In 2018, the IDM used the grant to kickstart its Georgia Long Term Care Emergency Preparedness Educational Program (GA LTCEPEP). The mission of the program is to provide preparedness and disaster exercise training to certified caregivers and administrators across the state.

Now in its fourth year, the LTCEP has trained over 1,200 staff members, representing over 80% of Georgia’s certified long-term care facilities. The IDM also delivers emergency preparedness kits (filled with items valued at $1,000 per kit) to participating nursing homes.

IDM's emergency preparedness kit

The IDM delivers these emergency preparedness kits to long-term care facilities across the state.

“The kits are filled with really good resources, like emergency blankets and car battery chargers, that can be used in a disaster setting,” said Harris.

IDM offers one of the only Master of Public Health degrees with a concentration in disaster management.

The IDM teaches courses at both the graduate and undergraduate levels, offering a master’s concentration in disaster management, graduate and undergraduate certificates and an undergraduate minor. The goal is to broaden the emergency response workforce. IDM graduates provide service and leadership in public health around the globe.

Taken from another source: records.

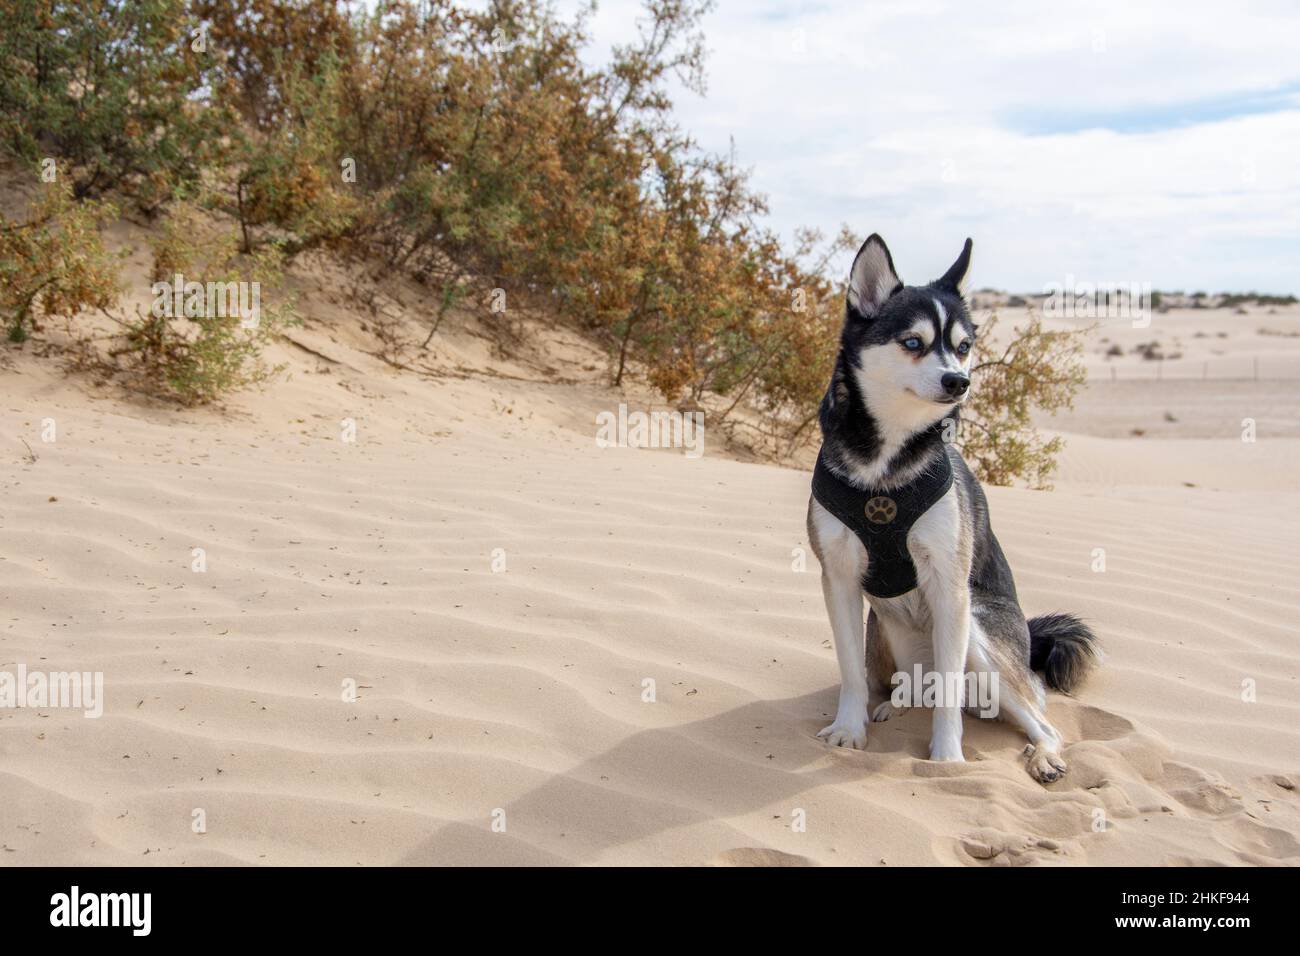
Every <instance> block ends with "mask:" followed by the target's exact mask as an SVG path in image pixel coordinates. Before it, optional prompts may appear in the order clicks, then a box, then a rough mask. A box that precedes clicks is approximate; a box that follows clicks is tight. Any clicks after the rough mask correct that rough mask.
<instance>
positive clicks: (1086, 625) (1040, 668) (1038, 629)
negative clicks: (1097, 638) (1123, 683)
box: [1028, 614, 1101, 693]
mask: <svg viewBox="0 0 1300 956" xmlns="http://www.w3.org/2000/svg"><path fill="white" fill-rule="evenodd" d="M1028 624H1030V666H1031V667H1032V669H1034V670H1036V671H1041V672H1043V678H1044V680H1047V682H1048V687H1050V688H1053V689H1056V691H1063V692H1065V693H1069V692H1070V691H1073V689H1074V688H1076V687H1078V685H1079V684H1082V683H1083V679H1084V678H1087V676H1088V671H1091V670H1092V669H1093V666H1096V665H1097V663H1100V662H1101V648H1100V645H1099V644H1097V636H1096V635H1095V633H1092V631H1091V630H1089V628H1088V626H1087V624H1084V623H1083V622H1082V620H1079V619H1078V618H1076V617H1074V615H1073V614H1043V615H1039V617H1037V618H1030V620H1028Z"/></svg>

“Speaking from the heart, I can say that I moved 800+ miles, away from friends and family, to a state where I didn’t know a single soul or the culture just to come to this program. I researched every school that offered both an MPH and a disaster management curriculum. The University of Georgia’s Institute for Disaster Management was the best in the country for what I wanted to study,” said Christopher Russo (MPH ’19).

The IDM focuses on experiential learning and gives students the opportunity to see, touch and wear equipment needed in the field.

“We provide our students with internships all over the world. We’ve had students go to places like Kenya, Australia and Israel to collaborate on international disaster management projects,” said Harris.

IDM led a community-wide effort to combat COVID-19.

During the pandemic, IDM faculty and staff participated on a COVID-19 task force and donated the majority of their personal protective equipment supplies to response efforts.

“We’re constantly extending resources through training, whether it’s training of our students or community-level training, and we don’t always have the ability to recoup those supplies,” said Harris.

Private support is essential to the IDM’s success.

The IDM relies on donations and contributions from the community in order to ensure a safer tomorrow. The Institute of Disaster Management Fund supports opportunities for special programming, conference attendance, recruitment, professional education, and overall enhancement of the Institute.